Exploring Cartan gravity with dynamical symmetry breaking

Abstract

It has been known for some time that General Relativity can be regarded as a Yang–Mills-type gauge theory in a symmetry broken phase. In this picture the gravity sector is described by an SO(1, 4) or SO(2, 3) gauge field and Higgs field Va which acts to break the symmetry down to that of the Lorentz group SO(1, 3). This symmetry breaking mirrors that of electroweak theory. However, a notable difference is that while the Higgs field Φ of electroweak theory is taken as a genuine dynamical field satisfying a Klein–Gordon equation, the gauge independent norm V2 ≡ ηabVaVb of the Higgs-type field Va is typically regarded as non-dynamical. Instead, in many treatments Va does not appear explicitly in the formalism or is required to satisfy V2 = const. ≠ 0 by means of a Lagrangian constraint. As an alternative to this we propose a class of polynomial actions that treat both the gauge connection and Higgs field Va as genuine dynamical fields with no ad hoc constraints imposed. The resultant equations of motion consist of a set of first-order partial differential equations. We show that for certain actions these equations may be cast in a second-order form, corresponding to a scalar–tensor model of gravity. One simple choice leads to the extensively studied Peebles–Ratra rolling quintessence model.
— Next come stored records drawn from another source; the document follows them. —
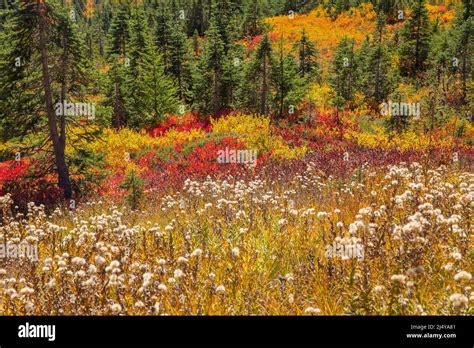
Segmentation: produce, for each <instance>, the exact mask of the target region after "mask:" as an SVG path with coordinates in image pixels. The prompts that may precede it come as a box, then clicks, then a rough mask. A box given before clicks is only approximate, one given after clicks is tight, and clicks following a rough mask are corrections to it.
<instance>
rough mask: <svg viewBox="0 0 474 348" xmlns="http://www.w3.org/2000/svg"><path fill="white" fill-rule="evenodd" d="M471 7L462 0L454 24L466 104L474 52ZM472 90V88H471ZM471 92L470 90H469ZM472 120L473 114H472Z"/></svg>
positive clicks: (470, 3)
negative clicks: (466, 99)
mask: <svg viewBox="0 0 474 348" xmlns="http://www.w3.org/2000/svg"><path fill="white" fill-rule="evenodd" d="M472 9H473V5H472V0H463V1H462V7H461V9H460V11H458V15H457V17H456V20H455V24H454V32H455V35H454V37H455V38H457V39H455V42H456V58H457V59H458V62H459V72H460V75H461V91H462V99H461V102H462V103H466V101H467V100H466V99H467V96H468V94H469V90H468V80H469V79H471V80H472V78H473V73H472V72H473V68H472V64H473V62H472V56H473V52H474V36H473V35H472V31H473V18H474V16H473V10H472ZM471 88H472V87H471ZM471 92H472V90H471ZM470 94H471V95H472V93H470ZM472 117H473V118H474V113H473V114H472Z"/></svg>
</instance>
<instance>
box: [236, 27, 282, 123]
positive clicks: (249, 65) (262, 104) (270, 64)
mask: <svg viewBox="0 0 474 348" xmlns="http://www.w3.org/2000/svg"><path fill="white" fill-rule="evenodd" d="M273 65H274V63H273V52H272V46H271V43H270V38H269V37H268V35H265V36H264V37H263V39H262V40H261V41H260V42H259V44H258V46H257V48H256V49H255V52H254V54H253V56H252V59H251V62H250V63H249V65H248V66H247V68H246V71H245V77H244V79H243V85H242V97H241V98H242V103H243V106H244V107H245V108H246V109H248V110H250V111H251V112H255V113H260V114H261V115H265V116H267V115H269V113H270V103H269V101H270V83H271V67H272V66H273Z"/></svg>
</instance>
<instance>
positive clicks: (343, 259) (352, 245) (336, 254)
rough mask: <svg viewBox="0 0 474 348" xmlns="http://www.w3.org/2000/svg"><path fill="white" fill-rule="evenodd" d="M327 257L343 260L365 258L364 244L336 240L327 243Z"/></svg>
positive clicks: (348, 259)
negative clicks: (327, 243) (336, 258)
mask: <svg viewBox="0 0 474 348" xmlns="http://www.w3.org/2000/svg"><path fill="white" fill-rule="evenodd" d="M325 255H326V257H327V258H340V259H342V260H349V259H357V260H358V261H363V260H364V246H363V245H362V244H359V243H355V244H354V243H350V244H345V243H338V242H337V241H334V242H333V243H332V244H329V245H326V253H325Z"/></svg>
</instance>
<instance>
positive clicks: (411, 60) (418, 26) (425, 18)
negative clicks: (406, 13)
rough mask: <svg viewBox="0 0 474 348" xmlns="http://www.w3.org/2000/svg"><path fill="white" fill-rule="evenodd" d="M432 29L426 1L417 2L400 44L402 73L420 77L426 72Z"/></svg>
mask: <svg viewBox="0 0 474 348" xmlns="http://www.w3.org/2000/svg"><path fill="white" fill-rule="evenodd" d="M430 39H431V28H430V23H429V19H428V10H427V9H426V7H425V1H424V0H417V3H416V4H415V7H414V9H413V14H412V16H411V17H410V19H408V21H407V23H406V24H405V27H404V28H403V31H402V35H401V44H400V65H399V67H400V73H401V75H402V76H408V77H419V76H420V74H421V73H423V72H424V71H425V70H426V60H427V58H428V54H429V50H430Z"/></svg>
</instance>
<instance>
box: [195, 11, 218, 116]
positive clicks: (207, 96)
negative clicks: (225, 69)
mask: <svg viewBox="0 0 474 348" xmlns="http://www.w3.org/2000/svg"><path fill="white" fill-rule="evenodd" d="M224 65H225V52H224V42H223V40H222V37H221V34H220V32H219V30H218V27H217V22H216V20H215V19H214V17H213V19H212V20H211V22H210V26H209V29H208V30H207V31H206V42H205V47H204V49H203V52H202V54H201V56H200V57H199V62H198V64H197V67H196V69H195V72H194V84H193V85H194V97H195V103H196V107H197V109H198V110H199V111H201V112H202V113H204V114H209V113H213V114H216V113H219V112H220V111H221V110H222V109H223V108H224V107H225V105H224V99H223V90H225V85H224V80H223V73H224Z"/></svg>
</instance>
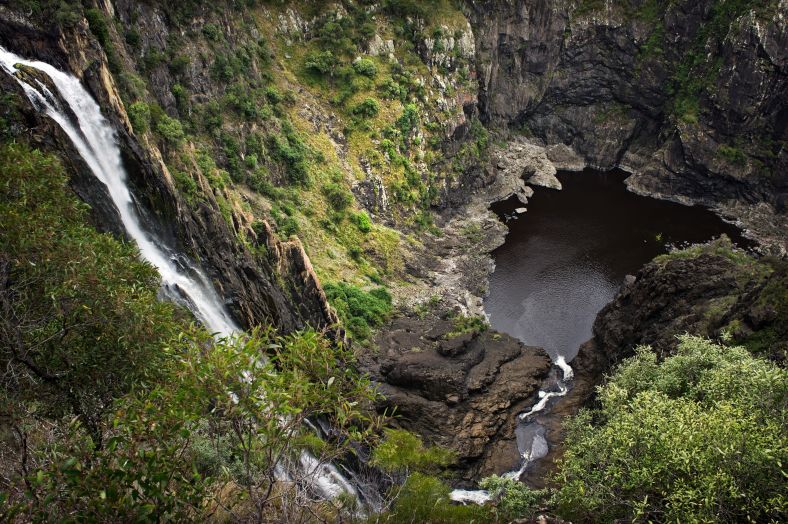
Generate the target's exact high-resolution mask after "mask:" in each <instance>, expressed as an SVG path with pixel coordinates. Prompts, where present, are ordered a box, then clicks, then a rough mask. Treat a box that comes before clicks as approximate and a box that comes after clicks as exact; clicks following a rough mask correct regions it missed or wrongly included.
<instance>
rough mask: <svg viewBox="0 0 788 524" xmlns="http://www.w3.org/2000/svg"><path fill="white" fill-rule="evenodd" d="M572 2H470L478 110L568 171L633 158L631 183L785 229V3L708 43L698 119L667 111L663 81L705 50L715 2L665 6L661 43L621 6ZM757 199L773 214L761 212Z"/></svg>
mask: <svg viewBox="0 0 788 524" xmlns="http://www.w3.org/2000/svg"><path fill="white" fill-rule="evenodd" d="M575 4H576V3H575ZM575 4H573V3H571V2H565V1H564V0H536V1H530V0H529V1H526V0H515V1H511V2H496V1H492V0H484V1H475V2H470V3H468V13H469V17H470V19H471V23H472V25H473V27H474V36H475V38H476V53H477V76H478V78H479V81H480V94H479V111H480V114H481V116H482V118H483V120H485V121H487V122H489V123H490V124H491V125H492V126H493V127H501V128H514V129H518V130H522V131H523V132H524V133H525V134H526V135H527V136H529V137H530V138H529V140H532V141H533V142H539V143H542V144H546V145H548V146H549V147H548V158H549V159H550V161H551V162H552V163H553V165H555V166H556V167H557V168H559V169H571V170H577V169H582V168H583V167H585V166H588V167H594V168H599V169H609V168H611V167H616V166H618V167H622V168H626V170H627V171H629V172H631V173H633V175H632V176H631V177H630V180H628V182H627V184H628V186H629V187H630V188H632V189H633V190H634V191H636V192H639V193H641V194H647V195H652V196H657V197H659V198H669V199H674V200H682V201H685V202H691V203H702V204H705V205H709V206H710V207H715V208H719V207H725V208H726V210H727V211H730V212H731V213H732V214H733V216H735V217H737V218H740V219H742V220H746V224H747V227H748V228H751V229H752V230H753V231H755V232H757V233H758V234H759V236H767V237H779V236H780V235H779V234H778V233H777V230H778V229H780V228H782V229H783V230H785V222H784V221H780V220H779V219H778V218H776V217H775V216H774V215H775V209H776V207H775V206H778V205H779V195H781V194H783V193H785V192H786V191H788V169H787V168H788V150H786V149H785V148H784V147H779V146H774V144H777V143H778V142H777V141H783V142H784V141H785V140H786V139H788V127H786V115H788V107H786V102H785V96H784V93H785V92H787V91H788V74H787V73H788V32H786V30H785V24H784V23H775V22H774V20H778V19H779V20H784V19H785V18H786V17H788V4H786V3H785V2H772V3H771V4H770V5H773V7H772V8H771V9H772V11H770V12H769V14H767V15H764V14H763V11H762V10H761V11H758V10H757V9H753V10H748V11H745V12H744V13H743V14H742V16H741V17H740V18H738V19H737V20H735V21H734V22H733V23H732V24H731V26H730V28H729V29H728V28H726V29H725V30H724V31H723V34H724V35H725V36H724V38H721V39H719V40H715V39H713V38H712V39H711V40H709V42H708V43H707V44H706V47H705V48H704V49H705V51H704V52H703V53H701V54H700V56H702V57H703V60H704V61H705V63H704V64H703V65H702V67H697V68H695V69H693V71H692V72H691V73H690V74H691V75H693V76H694V75H699V76H702V75H708V77H709V78H711V79H712V80H711V84H710V86H709V87H708V88H707V89H704V90H702V91H701V92H699V93H698V97H697V98H698V99H697V106H698V109H697V111H695V112H694V113H692V114H690V115H677V114H674V113H675V112H671V111H669V110H666V109H667V108H670V107H671V105H672V104H673V103H674V97H673V96H672V95H671V93H670V92H668V90H666V89H665V86H667V85H669V84H670V79H671V78H672V77H673V76H674V74H675V71H676V70H677V67H678V66H679V64H681V63H686V61H687V57H688V56H691V54H692V53H696V54H697V53H698V51H697V50H696V46H697V41H698V38H699V35H700V34H702V32H703V31H706V34H708V33H709V31H708V28H709V24H712V23H713V22H712V21H711V18H712V17H713V13H714V12H716V11H715V9H714V5H715V2H714V1H713V0H699V1H698V2H691V3H687V2H678V3H676V2H673V3H668V4H667V5H666V6H665V13H664V16H663V15H662V14H660V24H661V25H660V31H662V32H663V33H664V38H663V39H662V40H661V41H660V42H659V52H657V53H649V52H648V50H649V49H648V46H646V45H644V44H645V43H646V41H647V39H648V38H649V37H653V35H654V34H656V33H654V32H653V27H652V26H650V25H649V24H648V23H646V22H644V20H643V19H642V18H641V17H638V16H629V14H628V11H627V8H624V4H623V3H620V2H605V3H604V6H601V4H602V3H600V8H599V9H596V10H593V9H592V10H591V11H589V12H586V13H584V14H578V13H577V11H575V10H573V7H572V6H573V5H575ZM651 45H652V46H653V42H652V44H651ZM711 71H718V73H717V72H715V73H710V72H711ZM554 144H558V145H554ZM770 144H771V146H770ZM725 148H727V149H725ZM726 153H727V154H728V156H727V157H726ZM731 155H733V156H731ZM731 158H733V160H732V159H731ZM730 202H747V203H748V204H749V205H744V206H735V207H733V208H732V207H731V206H730ZM754 202H762V203H765V204H766V205H767V206H769V207H771V208H773V209H772V213H770V214H769V213H759V214H757V215H752V214H751V213H750V212H749V208H751V207H752V206H751V204H752V203H754ZM776 221H777V222H778V224H777V227H772V224H774V223H775V222H776ZM764 230H765V231H766V232H765V234H762V233H761V232H763V231H764ZM772 230H774V231H772ZM782 237H783V239H784V234H783V235H782ZM783 245H784V243H783ZM777 252H780V249H779V248H778V249H777Z"/></svg>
Another choice yields a scalar–tensor symmetry broken phase of the theory with positive cosmological constant and an effective mass M of the gravitational Higgs field ensuring the constancy of V2 at low energies and agreement with empirical data if M is sufficiently large. More general cases are discussed corresponding to variants of Chern–Simons modified gravity and scalar-Euler form gravity, each of which yield propagating torsion.